As soon as healthcare reform passed through Congress, talk about how to pay for it began immediately. Fox News commentator Charles Krauthammer said that he thought President Obama would propose a VAT (value-added tax) after the fall elections. The pretense would be that our prescient president had seen that debt and deficits were a big issue for the nation and had to be solved dramatically. Ah! What to do.
In his wisdom, the president would come up with the VAT, and the fiscal and monetary issues would melt down to a very manageable level. His brilliance once more would arrive to rescue the nation, as it had with myriad proposals over the previous year.
For those who have not yet heard about a VAT, it is in sum as follows: The federal government adds a tax at various stages of production of goods—say, 5 to 10 percent. By the time the full process is tallied, most goods go up dramatically in price to consumers. It is a hidden tax, just like existing excise taxes and hundreds more from the 1930s that were dropped slowly over the last decades.
Ordinary people will suffer the most from such taxes as the price of certain goods will become too high for them to pay on modest incomes. Others will lose their jobs as demand for VAT-taxed goods drops. Capital accumulation will probably drop, too, because those with more money will have less to save, even though they will spend more than their less-well-off friends.
Interestingly, the fact that there is a sudden discussion of VAT may well undermine the president’s anticipated post-election tax proposal. Indeed, discussion of it from now until the election might prevent it from being a live option for revenue in the months ahead.
Especially interesting, at least to me at this time, is the fact that I discussed the VAT in several articles last year. I noted that the VAT appeared in the writings of the principal “progressive” supporter of Obama, John Podesta. If more people had taken the time to read Podesta’s The Power of Progress: How America’s Progressives Can (Once Again) Save our Economy, our Climate, and our Country, they would have known of the possibility of the VAT long before the 2008 election. Further, they would have gotten another clue about the radical nature of what I call the “Obama/Podesta movement.” If you doubt the extremism of Podesta’s program, note the title to part III of his book: “Why America is Poised for a Progressive Revolution in Politics.”

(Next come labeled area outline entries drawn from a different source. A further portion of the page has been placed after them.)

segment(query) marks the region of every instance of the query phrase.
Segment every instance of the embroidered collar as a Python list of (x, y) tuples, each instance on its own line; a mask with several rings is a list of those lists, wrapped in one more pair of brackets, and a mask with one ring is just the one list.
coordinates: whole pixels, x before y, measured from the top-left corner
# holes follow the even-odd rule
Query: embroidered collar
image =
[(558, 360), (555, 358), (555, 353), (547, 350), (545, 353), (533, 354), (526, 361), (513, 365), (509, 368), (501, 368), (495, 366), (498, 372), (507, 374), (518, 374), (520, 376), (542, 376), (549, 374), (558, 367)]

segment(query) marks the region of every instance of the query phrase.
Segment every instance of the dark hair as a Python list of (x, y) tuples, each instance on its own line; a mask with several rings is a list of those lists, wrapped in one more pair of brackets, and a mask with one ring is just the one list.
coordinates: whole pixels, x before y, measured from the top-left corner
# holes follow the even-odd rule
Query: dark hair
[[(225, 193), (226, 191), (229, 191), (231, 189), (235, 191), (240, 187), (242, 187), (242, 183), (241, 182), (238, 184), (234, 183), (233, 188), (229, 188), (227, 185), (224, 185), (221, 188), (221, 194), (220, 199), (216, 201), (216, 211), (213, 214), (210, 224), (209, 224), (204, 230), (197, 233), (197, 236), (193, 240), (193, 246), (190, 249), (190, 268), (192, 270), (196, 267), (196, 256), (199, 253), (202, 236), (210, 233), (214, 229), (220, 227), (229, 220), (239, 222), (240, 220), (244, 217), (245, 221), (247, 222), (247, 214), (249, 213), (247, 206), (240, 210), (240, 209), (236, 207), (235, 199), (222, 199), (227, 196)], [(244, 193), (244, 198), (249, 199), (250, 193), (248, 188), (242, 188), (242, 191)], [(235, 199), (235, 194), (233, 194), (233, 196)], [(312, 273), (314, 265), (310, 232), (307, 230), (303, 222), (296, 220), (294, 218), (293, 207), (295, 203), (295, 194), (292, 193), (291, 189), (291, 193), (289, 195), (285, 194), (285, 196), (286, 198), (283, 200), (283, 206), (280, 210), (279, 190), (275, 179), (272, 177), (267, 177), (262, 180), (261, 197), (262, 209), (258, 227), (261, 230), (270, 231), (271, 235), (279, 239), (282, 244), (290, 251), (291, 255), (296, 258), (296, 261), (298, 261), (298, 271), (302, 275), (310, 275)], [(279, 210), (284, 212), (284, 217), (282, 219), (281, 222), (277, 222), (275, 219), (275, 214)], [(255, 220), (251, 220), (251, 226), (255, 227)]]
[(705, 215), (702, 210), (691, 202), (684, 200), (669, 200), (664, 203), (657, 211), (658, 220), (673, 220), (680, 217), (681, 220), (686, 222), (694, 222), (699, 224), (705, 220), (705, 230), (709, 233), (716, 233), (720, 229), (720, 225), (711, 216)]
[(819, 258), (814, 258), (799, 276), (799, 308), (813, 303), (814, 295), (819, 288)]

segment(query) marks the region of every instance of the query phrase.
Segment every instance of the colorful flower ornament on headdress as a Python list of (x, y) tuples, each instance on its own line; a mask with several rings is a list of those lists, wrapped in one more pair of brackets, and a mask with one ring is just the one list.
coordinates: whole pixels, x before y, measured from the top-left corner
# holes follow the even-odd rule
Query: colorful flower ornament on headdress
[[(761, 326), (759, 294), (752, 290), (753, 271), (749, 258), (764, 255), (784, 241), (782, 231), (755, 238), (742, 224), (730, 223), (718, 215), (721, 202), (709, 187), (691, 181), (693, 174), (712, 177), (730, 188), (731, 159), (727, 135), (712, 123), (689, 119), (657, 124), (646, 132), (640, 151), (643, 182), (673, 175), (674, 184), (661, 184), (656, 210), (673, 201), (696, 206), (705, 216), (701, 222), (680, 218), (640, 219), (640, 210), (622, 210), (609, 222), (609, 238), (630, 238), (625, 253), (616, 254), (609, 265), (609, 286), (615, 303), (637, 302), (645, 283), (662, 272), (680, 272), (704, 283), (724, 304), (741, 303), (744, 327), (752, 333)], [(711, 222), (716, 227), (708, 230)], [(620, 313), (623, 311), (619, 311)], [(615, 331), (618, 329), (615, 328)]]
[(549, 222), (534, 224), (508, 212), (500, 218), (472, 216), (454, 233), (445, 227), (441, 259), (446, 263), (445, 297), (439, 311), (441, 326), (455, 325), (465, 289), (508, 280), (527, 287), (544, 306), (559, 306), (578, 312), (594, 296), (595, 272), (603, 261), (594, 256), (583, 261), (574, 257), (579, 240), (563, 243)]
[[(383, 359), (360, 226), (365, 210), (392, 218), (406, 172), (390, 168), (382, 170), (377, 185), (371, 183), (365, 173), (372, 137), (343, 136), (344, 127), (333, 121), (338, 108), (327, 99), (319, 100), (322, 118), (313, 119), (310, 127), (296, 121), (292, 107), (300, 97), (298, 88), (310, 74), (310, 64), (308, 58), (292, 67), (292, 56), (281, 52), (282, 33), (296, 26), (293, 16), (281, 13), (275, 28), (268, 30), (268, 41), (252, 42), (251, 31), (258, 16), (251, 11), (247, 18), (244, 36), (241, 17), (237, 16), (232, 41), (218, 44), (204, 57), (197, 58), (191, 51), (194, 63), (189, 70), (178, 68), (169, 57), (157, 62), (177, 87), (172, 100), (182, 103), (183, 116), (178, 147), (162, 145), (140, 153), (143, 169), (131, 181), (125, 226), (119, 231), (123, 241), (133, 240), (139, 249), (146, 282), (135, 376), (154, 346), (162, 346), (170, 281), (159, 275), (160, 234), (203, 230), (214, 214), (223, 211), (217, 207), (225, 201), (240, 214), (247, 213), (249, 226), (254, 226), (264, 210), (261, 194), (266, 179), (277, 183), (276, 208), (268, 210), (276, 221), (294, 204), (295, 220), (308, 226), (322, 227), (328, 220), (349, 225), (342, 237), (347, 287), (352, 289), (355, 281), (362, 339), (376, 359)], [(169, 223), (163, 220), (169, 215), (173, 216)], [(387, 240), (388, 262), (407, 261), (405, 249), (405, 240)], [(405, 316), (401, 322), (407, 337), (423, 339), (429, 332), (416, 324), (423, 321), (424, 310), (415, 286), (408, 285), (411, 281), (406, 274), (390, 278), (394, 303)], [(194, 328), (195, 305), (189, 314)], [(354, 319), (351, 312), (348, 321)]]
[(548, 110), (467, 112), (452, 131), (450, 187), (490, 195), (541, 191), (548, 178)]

A bit more information about Podesta is helpful here: A one-time chief of staff for Bill Clinton, Podesta has headed up a radical or far-left think-tank for most of a decade, hoping that somehow a radical candidate would emerge to support his leftist agenda. Not surprising, when the Clinton campaign tanked in the summer of 2008, there stood a fellow Chicagoan who was an experienced community organizer and part-time U.S. Senator—Barack Obama. Obama had “found himself;” that is, he came to feel that radically reforming America was his calling—or, as Obama called it, a “fundamental transformation” of America. This vision, or calling, came to him while studying at Columbia and Harvard, and then was really driven home to him when he joined the “family” of Jeremiah Wright.
If you were looking carefully, you would have seen, and now still see, Podesta in Obama’s shadow. He was Obama’s transition chief after the election and before the inauguration. When Bill Clinton went to North Korea a while back to “rescue” the “spies” who had wandered into North Korea, it was Podesta who was with him—surely to give Obama a firsthand report on what happened. Or, you can see Podesta on weekend TV explaining Obama programs, most of which are listed in Podesta books and articles written over the past few years. He even published an inauguration speech that he wanted Obama to give. It, of course, was a summary of many of his favorite programs. Among those favorites is a value-added tax.
VAT a surprise in the past week or so? Not if you have read a guiding source of Obama ideas—John Podesta.